然,任誰也阻不了歲月更迭,女子總是敵不過歲月的,龐家大小姐也是凡人,自是逃不過時光荏苒,這一番挑挑揀揀下來,芳華逝去,眼瞅著就年過三十大關卻還待字閨中。
常常出入學士府的齊一登一來二去的便和這龐家大小姐熟絡了起來。雖說龐大小姐比燕娥還長了幾歲,卻因著家境優渥,駐顏有術,外加滿腹學問,無論是外貌上,還是內涵上,似都勝上一大截。
齊一登本也不是什麼省油兒的主兒,除了想借著龐大學士準備扶搖直上,平步青雲去,外加這龐家大小姐才貌兼有,便日日裏以傾慕為由,刻意接近,噓寒問暖好不溫柔,縱是塊冰也能哄到化水了,何況那未經人事,又大門不出二門不邁的大小姐,一頭便栽進了溫柔鄉中。
本來他是想直接休了家中糟糠之妻的,卻無奈她腹中有子。卻也抵不過美色,早早要了人家龐家大小姐的身子,直恨不立馬兒娶回家中。

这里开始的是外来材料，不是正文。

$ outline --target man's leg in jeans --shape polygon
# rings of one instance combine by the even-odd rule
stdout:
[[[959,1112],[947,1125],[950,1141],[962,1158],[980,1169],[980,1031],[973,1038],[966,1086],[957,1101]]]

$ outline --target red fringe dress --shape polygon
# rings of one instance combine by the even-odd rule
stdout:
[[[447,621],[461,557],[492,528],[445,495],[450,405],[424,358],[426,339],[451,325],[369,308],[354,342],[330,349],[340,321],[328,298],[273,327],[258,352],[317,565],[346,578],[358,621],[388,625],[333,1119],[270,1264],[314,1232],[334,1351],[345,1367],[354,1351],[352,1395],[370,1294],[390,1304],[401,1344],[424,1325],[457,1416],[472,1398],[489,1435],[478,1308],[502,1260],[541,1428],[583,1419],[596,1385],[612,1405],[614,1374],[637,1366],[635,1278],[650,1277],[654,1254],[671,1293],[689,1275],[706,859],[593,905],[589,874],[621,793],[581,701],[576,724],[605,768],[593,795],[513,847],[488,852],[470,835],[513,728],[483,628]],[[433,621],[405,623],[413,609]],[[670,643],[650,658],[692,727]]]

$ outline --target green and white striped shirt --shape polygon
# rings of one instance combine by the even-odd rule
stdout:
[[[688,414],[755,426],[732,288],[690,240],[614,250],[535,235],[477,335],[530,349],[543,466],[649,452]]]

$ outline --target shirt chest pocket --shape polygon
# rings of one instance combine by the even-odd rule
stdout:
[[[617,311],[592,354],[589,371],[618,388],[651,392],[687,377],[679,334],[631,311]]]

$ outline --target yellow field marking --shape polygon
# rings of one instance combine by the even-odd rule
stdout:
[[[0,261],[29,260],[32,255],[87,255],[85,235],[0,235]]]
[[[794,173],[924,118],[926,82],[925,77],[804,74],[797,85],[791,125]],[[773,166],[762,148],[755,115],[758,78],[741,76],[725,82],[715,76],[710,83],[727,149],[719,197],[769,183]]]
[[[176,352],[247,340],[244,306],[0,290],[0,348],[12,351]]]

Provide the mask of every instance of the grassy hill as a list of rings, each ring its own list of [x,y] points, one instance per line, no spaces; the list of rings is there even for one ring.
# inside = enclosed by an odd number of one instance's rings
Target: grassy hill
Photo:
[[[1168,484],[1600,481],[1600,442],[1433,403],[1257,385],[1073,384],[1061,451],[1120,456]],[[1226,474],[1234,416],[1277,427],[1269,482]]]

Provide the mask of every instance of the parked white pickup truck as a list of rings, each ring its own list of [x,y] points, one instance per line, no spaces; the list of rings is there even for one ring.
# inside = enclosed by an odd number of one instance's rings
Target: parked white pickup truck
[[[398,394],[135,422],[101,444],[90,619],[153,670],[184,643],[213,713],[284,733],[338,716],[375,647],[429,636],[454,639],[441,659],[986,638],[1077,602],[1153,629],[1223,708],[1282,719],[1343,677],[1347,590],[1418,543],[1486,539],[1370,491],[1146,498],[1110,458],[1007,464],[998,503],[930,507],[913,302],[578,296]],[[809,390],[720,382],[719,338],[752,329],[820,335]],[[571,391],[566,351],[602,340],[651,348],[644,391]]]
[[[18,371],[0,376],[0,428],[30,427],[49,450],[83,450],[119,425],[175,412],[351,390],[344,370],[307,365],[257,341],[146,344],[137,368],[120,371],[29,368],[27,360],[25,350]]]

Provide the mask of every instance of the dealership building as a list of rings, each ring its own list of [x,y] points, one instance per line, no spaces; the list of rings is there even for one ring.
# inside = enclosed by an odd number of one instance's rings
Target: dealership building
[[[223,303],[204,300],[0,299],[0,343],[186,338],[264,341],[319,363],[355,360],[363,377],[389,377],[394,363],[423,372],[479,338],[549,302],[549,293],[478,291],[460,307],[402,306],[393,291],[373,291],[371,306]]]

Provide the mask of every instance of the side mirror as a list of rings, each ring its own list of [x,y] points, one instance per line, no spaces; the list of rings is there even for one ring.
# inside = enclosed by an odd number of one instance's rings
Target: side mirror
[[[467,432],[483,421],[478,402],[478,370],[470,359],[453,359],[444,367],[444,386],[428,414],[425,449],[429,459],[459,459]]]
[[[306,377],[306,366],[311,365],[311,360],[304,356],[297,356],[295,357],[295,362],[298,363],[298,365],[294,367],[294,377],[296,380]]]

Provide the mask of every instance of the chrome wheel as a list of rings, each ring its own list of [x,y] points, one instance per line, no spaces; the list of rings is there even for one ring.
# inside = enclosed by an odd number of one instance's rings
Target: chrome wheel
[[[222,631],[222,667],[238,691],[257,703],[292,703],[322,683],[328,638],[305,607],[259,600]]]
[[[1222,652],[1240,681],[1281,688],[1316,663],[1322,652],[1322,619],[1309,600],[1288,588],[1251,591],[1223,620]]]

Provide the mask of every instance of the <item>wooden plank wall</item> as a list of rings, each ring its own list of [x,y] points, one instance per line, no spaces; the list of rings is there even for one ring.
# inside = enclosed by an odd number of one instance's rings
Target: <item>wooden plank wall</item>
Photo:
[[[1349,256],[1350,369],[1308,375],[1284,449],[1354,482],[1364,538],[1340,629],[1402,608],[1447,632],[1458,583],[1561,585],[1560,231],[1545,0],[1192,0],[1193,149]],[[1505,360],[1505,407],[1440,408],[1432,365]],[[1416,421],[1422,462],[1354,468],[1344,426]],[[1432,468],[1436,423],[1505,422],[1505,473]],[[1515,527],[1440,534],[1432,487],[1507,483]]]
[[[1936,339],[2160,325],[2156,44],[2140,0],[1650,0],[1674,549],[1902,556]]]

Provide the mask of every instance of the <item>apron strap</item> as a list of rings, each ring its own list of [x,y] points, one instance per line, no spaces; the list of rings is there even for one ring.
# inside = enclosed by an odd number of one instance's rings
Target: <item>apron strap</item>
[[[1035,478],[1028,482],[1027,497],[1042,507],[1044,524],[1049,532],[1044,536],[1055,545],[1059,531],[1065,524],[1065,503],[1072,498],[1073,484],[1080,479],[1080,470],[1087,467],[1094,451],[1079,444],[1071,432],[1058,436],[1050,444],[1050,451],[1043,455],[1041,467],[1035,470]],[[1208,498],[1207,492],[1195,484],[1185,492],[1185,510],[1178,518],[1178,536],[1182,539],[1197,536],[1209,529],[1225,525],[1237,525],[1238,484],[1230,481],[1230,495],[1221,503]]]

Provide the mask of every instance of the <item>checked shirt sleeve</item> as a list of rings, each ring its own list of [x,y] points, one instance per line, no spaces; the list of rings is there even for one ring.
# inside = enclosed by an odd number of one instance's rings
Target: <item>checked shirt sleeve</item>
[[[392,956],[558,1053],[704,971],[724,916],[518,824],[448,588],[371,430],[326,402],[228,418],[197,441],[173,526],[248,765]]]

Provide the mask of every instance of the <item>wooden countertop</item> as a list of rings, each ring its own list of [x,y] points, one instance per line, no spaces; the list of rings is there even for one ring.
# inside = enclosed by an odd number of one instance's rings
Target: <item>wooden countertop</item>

龐大學士因著寵著自己女兒,又十分喜歡齊一登的聰明活絡,縱是這事兒並不光彩,也不加以阻攔,隻是話裏話外提點著他,希望這事兒早晚解決。
然,這紙裏終是包不住火的,時間長了,坊間風傳總是有的,那種小風兒時不時的就會刮進燕娥的耳朵裏。
初時,她是不信的,奈不住相公的種種跡象都在證明著和挑戰著她心中的那個結坎兒。孕婦情緒本就不好,再加上這種事兒的打擊,她的身體越發不好,也常常會與相公哭鬧,這樣一比下來,龐家大小姐更是在齊一登心裏更勝出一籌。隻盼著孩子早早落生,再尋個理由光明正大休妻,於是乎,連東西都沒有收拾,便搬去了學士府裏,過起了風花雪月,完全不理之前的家事了。
琳兒扶著燕娥往回家走的時候,路過了學士府後門,門敞四開,隨意一瞥竟見齊一登和那龐大小姐正坐在秋千上粘戲調笑,好不快樂。
一時羞憤難當,燕娥衝了進去,與龐大小姐撕扯了起來,巴掌如雨般落到了那花容失色的俏臉上。
齊一登哪裏肯見新歡吃虧,更不願前途受阻,也顧不得燕娥腹中孩兒了,上去便偏幫著新歡撕扯起發妻,又怕聲大引了外人,便捂住她的嘴往門外拖去!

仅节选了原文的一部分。